The current data for Mivvi (introduction) includes, for some series, exactly this information, scraped from different sources but using common IMDb URIs for people.
SPARQL
is an RDF query language, currently being prepared by the W3C’s
RDF Data Access Working Group. (Disambiguation:
Sparql
is also the name of
Danny Ayers’ cat.)
The language is still under development, but there are many implementations
of the various drafts. I chose
Rasqal,
with its
Roqet
front-end (available as rasqal-utils
in Debian).
PREFIX dc: <http://purl.org/dc/elements/1.1/> PREFIX mvi: <http://mivvi.net/rdf#> SELECT ?c, ?title, ?episode1, ?larryTitle, ?episode2, ?katzTitle FROM <a.rdf> WHERE { <http://en.wikipedia.org/wiki/The_Larry_Sanders_Show#> mvi:seasons ?s1. ?s1 ?w ?season1. ?season1 mvi:episodes ?es1. ?es1 ?x ?episode1. ?episode1 dc:contributor ?c. ?episode1 dc:title ?larryTitle. <http://www.sassman.com/katz/#> mvi:seasons ?s2. ?s2 ?y ?season2. ?season2 mvi:episodes ?es2. ?es2 ?z ?episode2. ?episode2 dc:contributor ?c. ?episode2 dc:title ?katzTitle. ?c dc:title ?title. }
The intent should be apparent, if not the syntax: find any chain,
from season to episode, for both series. By requiring the same contributor,
?c
, for both series, we will only get results where
the same person appeared in both series. The output will be the variables
that satisfied the match.
(You could also use inference to bring down an mvi:series
predicate for each episode. This would make the query far simpler,
at the expense of adding an extra processing step or requiring an
RDF store with inference.)
The version of Rasqal I was using had no support for multiple FROM
graphs, so I merged the RDF ahead of time
(cwm dapcentral/dr-katz.rdf epguides/the-larry-sanders-show.rdf extras/the-larry-sanders-show_guests.rdf >a.rdf
).
SPARQL doesn’t appear to
support rdf:Seq, so the single-letter dummy variables (w, x, y, z)

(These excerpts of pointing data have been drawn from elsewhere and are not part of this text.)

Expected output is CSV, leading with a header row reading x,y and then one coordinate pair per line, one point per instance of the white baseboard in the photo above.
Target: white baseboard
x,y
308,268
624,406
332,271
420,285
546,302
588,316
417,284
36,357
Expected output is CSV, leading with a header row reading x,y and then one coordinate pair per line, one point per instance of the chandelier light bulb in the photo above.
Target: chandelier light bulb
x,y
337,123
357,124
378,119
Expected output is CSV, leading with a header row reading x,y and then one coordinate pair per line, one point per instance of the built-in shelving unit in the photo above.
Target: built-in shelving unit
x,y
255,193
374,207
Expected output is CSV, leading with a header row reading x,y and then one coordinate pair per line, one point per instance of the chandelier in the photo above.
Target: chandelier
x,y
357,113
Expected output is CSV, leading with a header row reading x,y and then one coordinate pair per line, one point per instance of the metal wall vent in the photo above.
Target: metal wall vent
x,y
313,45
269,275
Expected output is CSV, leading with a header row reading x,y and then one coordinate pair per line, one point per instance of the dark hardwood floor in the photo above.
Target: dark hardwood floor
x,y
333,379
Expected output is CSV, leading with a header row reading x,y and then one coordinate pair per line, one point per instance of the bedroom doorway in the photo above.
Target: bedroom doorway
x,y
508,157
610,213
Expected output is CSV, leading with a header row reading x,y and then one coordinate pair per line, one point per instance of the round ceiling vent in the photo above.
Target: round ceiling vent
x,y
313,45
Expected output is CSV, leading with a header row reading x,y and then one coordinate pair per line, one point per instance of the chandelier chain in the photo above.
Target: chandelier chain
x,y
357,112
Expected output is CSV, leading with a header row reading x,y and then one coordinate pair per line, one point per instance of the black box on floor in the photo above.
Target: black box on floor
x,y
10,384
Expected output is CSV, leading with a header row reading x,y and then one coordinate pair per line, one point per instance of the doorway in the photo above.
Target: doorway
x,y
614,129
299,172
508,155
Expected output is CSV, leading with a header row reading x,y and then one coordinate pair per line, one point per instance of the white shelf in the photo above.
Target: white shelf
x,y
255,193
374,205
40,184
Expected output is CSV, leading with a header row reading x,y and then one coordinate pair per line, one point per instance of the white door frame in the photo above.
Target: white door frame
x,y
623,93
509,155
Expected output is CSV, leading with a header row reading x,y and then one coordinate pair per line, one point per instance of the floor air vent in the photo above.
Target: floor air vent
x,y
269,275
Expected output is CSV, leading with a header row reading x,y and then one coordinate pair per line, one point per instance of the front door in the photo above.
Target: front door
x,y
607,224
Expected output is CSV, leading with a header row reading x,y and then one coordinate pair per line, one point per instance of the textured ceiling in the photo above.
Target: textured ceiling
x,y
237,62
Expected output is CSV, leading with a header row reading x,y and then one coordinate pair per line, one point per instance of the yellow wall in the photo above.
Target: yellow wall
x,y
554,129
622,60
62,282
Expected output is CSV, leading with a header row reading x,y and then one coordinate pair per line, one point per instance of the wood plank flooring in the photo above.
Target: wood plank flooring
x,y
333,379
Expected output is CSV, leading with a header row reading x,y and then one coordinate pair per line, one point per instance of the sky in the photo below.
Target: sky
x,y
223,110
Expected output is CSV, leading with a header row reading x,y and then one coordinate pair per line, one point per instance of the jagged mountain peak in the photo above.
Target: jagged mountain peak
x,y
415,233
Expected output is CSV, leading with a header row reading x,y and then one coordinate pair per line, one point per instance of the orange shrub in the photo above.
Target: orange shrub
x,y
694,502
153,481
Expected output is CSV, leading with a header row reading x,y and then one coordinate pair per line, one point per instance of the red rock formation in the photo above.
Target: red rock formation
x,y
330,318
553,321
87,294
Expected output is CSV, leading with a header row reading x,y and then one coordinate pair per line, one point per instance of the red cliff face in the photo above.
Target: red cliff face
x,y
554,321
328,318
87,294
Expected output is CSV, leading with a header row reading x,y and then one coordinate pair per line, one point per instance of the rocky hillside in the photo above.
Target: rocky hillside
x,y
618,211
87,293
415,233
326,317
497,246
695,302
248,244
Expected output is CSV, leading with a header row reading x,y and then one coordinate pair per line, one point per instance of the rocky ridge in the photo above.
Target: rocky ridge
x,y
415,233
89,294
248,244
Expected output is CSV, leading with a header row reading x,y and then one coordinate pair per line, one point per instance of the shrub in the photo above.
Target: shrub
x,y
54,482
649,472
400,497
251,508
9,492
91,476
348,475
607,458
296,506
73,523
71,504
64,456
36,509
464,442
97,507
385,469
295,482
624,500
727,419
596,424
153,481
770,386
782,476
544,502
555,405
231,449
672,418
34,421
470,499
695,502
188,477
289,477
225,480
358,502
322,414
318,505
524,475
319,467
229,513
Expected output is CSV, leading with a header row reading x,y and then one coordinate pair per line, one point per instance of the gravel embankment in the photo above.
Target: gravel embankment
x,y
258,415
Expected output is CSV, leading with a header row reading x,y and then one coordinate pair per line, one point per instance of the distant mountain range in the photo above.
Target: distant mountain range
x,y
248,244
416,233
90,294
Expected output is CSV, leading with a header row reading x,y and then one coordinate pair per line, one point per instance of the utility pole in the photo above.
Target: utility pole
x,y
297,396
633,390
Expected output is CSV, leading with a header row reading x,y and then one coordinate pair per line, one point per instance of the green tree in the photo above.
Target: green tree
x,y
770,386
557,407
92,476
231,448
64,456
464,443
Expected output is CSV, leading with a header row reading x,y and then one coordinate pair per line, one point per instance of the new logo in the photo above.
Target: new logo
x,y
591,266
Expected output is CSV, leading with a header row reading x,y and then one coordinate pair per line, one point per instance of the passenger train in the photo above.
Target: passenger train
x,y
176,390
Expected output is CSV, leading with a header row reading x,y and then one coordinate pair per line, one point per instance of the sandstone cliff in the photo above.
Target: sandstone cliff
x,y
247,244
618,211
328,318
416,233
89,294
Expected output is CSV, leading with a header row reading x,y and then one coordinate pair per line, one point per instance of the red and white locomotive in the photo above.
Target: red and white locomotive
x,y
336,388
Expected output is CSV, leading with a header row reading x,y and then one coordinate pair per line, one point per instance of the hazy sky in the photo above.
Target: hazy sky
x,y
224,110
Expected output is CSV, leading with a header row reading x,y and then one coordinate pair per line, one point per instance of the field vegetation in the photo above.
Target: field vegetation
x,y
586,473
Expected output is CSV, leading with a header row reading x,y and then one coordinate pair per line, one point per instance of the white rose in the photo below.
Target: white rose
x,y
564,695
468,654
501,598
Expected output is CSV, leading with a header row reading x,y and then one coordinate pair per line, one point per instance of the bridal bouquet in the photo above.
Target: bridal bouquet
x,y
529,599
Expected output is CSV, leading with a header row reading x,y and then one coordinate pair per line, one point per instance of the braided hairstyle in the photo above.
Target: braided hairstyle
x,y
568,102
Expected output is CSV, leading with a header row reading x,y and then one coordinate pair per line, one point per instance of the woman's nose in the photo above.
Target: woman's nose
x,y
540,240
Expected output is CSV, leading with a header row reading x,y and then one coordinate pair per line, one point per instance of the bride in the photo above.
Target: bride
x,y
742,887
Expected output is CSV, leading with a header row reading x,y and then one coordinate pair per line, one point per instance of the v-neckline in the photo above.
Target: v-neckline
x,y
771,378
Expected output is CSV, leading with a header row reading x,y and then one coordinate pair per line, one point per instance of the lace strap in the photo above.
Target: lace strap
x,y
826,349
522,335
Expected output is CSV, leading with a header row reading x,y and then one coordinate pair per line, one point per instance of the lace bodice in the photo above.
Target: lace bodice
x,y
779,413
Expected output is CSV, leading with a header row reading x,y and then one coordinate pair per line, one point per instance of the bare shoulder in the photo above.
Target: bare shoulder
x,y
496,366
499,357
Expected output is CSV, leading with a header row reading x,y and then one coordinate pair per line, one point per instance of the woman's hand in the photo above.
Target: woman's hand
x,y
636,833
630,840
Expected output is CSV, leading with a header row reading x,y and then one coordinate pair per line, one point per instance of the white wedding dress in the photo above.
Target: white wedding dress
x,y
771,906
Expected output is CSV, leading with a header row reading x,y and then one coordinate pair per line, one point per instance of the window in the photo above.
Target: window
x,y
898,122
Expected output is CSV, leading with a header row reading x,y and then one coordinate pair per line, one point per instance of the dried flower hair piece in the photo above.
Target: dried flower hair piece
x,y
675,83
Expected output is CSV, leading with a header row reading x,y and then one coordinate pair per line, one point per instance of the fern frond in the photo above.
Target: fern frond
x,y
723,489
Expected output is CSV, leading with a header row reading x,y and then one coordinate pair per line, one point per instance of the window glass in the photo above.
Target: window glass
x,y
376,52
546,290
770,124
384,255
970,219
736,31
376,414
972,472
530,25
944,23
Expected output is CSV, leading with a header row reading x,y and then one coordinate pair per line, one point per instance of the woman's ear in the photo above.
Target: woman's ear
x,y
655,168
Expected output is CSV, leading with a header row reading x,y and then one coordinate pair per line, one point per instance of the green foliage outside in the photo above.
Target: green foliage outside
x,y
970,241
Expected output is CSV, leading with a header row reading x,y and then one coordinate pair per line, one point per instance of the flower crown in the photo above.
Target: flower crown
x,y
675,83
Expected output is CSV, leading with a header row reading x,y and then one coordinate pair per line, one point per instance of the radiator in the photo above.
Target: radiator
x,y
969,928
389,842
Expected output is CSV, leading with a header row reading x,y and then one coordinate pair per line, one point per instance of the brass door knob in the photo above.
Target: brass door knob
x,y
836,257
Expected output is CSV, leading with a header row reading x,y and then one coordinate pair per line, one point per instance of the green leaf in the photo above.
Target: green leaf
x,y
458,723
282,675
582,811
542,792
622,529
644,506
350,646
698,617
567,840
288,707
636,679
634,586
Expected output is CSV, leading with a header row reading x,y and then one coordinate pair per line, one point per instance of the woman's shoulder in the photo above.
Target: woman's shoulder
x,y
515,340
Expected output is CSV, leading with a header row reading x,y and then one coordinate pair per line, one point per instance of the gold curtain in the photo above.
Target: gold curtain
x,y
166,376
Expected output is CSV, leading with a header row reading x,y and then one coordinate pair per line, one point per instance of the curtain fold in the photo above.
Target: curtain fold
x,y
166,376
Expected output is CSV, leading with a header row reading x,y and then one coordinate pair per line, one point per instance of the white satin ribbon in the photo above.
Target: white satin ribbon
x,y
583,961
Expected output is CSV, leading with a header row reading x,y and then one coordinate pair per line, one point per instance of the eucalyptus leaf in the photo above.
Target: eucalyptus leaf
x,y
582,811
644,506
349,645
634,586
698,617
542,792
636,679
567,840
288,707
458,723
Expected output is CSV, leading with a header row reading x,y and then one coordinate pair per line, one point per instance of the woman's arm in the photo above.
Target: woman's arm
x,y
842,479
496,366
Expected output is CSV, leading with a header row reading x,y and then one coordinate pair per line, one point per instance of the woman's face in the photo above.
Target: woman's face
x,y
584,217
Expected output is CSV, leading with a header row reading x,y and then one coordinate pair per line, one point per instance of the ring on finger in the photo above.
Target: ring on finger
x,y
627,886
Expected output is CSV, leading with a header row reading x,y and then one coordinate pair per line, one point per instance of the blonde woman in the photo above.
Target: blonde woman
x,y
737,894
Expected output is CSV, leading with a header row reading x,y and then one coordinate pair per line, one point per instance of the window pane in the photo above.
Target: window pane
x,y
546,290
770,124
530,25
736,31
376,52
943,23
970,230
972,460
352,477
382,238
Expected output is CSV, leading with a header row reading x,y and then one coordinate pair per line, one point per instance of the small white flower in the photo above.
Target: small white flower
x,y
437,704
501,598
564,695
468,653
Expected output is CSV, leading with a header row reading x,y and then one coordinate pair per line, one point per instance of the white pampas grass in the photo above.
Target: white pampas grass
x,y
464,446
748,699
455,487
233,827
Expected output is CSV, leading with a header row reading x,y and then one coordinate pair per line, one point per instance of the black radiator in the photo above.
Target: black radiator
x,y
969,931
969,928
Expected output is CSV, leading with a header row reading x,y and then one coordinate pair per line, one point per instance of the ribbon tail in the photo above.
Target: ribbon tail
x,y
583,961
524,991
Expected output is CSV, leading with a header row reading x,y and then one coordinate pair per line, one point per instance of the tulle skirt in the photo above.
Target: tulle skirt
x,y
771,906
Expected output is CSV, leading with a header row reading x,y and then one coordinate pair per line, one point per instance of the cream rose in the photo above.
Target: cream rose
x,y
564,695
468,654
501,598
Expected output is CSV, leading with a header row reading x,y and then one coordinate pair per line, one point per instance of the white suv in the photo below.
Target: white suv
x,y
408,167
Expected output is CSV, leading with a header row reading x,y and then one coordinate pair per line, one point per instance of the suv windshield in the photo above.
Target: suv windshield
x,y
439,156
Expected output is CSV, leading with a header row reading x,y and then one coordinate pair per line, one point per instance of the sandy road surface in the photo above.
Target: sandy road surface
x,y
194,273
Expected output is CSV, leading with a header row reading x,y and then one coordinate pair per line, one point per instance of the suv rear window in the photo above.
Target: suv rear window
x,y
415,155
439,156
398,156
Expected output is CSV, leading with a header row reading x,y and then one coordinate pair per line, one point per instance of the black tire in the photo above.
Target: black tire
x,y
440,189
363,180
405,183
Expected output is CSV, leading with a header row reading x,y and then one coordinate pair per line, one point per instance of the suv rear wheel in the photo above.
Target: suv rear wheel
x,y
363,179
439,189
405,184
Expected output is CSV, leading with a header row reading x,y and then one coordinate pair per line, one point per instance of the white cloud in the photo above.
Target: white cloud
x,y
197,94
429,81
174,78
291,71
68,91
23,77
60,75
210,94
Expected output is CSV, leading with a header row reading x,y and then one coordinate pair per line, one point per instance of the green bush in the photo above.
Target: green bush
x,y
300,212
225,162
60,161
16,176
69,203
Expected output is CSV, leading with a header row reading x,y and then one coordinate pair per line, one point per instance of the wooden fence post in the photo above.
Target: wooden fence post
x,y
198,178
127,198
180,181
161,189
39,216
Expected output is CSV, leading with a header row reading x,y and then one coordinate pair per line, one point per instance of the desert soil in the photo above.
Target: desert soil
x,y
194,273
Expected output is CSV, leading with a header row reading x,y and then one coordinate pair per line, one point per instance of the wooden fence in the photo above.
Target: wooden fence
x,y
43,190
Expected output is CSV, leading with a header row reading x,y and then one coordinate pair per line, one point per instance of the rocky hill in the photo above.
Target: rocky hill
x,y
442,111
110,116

are used as an approximation of rdf:_[0-9]+
to mean
any indexed member of a sequence.
SPARQL queries can result in tabular data or RDF graphs. For this
query, and to present with XSLT, neither is perfect.
Fresnel
looks like it might be worth investigation but, for now, let’s go
with tabular XML output
(roqet -r xml-v1 multiple-appearances.sparql >contributors2.xml
)
and a whole load of XSLT munging.
(Due to methodology, none of the principals were included: both Jonathan Katz and Garry Shandling guested on each other’s shows, and Janeane Garofalo and Sarah Silverman were Sanders cast members who appeared on Katz.)
Jon Stewart and Steven Wright were the most significant cultural figures of 1990s television comedy. (Both also appeared in The Aristocrats; it’s no They Rule, but you might want to cross-reference that cast list.)
SPARQL is here and it works. Most RDF repositories had their own proprietary query languages before, but standardisation should make it easier to move between implementations.
The boundary between RDF and HTML still feels like an impedence mismatch at the structural level. I’m not sure which side needs to move, or if there’s simply a better approach that I’ve missed. It’s always possible to write code to get the presentation you need, but rarely desirable.